You might jump straight to the obvious conclusion – that it refers to someone or something infested with fleas, but definitions of ‘fleabag’ vary depending on your geography. In the UK, a ‘fleabag’ generally means: “a dirty, unkempt or unpleasant person or animal”.

In the US however, it is defined as to “a seedy or dilapidated hotel”, or “a worthless racehorse”.

What we can gather is that the overarching meaning of the word – first recorded in 1825 – is one of general unpleasantness. 

This begs the question, how is a show – and its protagonist – named after such apparent unattractiveness so damn popular?

 “Fleabaggy-ness”

The answer is in Waller-Bridge’s creation, ‘fleabag’ herself. 
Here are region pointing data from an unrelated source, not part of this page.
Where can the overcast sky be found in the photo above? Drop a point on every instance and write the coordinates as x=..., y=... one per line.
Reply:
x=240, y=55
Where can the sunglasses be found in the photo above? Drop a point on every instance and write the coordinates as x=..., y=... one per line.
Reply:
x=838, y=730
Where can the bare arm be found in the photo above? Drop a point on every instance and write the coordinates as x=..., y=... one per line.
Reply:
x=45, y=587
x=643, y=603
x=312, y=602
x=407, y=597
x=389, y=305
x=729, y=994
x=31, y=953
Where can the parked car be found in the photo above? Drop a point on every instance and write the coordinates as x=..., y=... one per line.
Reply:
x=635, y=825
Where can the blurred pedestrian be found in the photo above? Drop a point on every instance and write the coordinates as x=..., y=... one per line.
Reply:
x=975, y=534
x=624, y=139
Waller-Bridge states the name ‘fleabag’ imbues the show with the “subtext of “fleabaggy-ness”. It felt right because, “there’s a messy connotation to it”.

This “fleabaggy-ness” only contrasts with the protagonist’s general…put-togetherness. The unnamed ‘fleabag’ is all chic trench coats, carefully applied lipstick, feminist lectures and silent wellness retreats. But she is also all broke, sad, angry, seemingly nameless and sometimes, cruel, as she tries to navigate London millennial life.

‘Fleabag’ has therefore taken on a new meaning as the messy millennial experience. Outwardly achieving, glowing, avocado-on-toast-ing – but inwardly flailing and doubting.

Despite the fact her attitude and behaviour, her obvious fleabaggy-ness, often goes against what society usually tells us is the ‘norm’, Waller-Bridge’s antihero is lovable and relatable.  Perhaps this is where the Urban Dictionary’s definition of ‘fleabag’ gains relevance: “an affectionate name for an old dog or cat with fleas”. 

We are all old dogs and cats with our own unappealing ticks and fleas. Waller-Bridge’s interpretation of the word ‘fleabag’, and the public’s celebration of it, shows that hey, even if you view yourself as: “a greedy, perverted, selfish, apathetic, cynical, depraved, morally bankrupt woman who can’t even call herself a feminist” (episode #1.1), society will still love you. 

And so, in a truly philosophical sign off, go forth and embrace your flea-ridden self.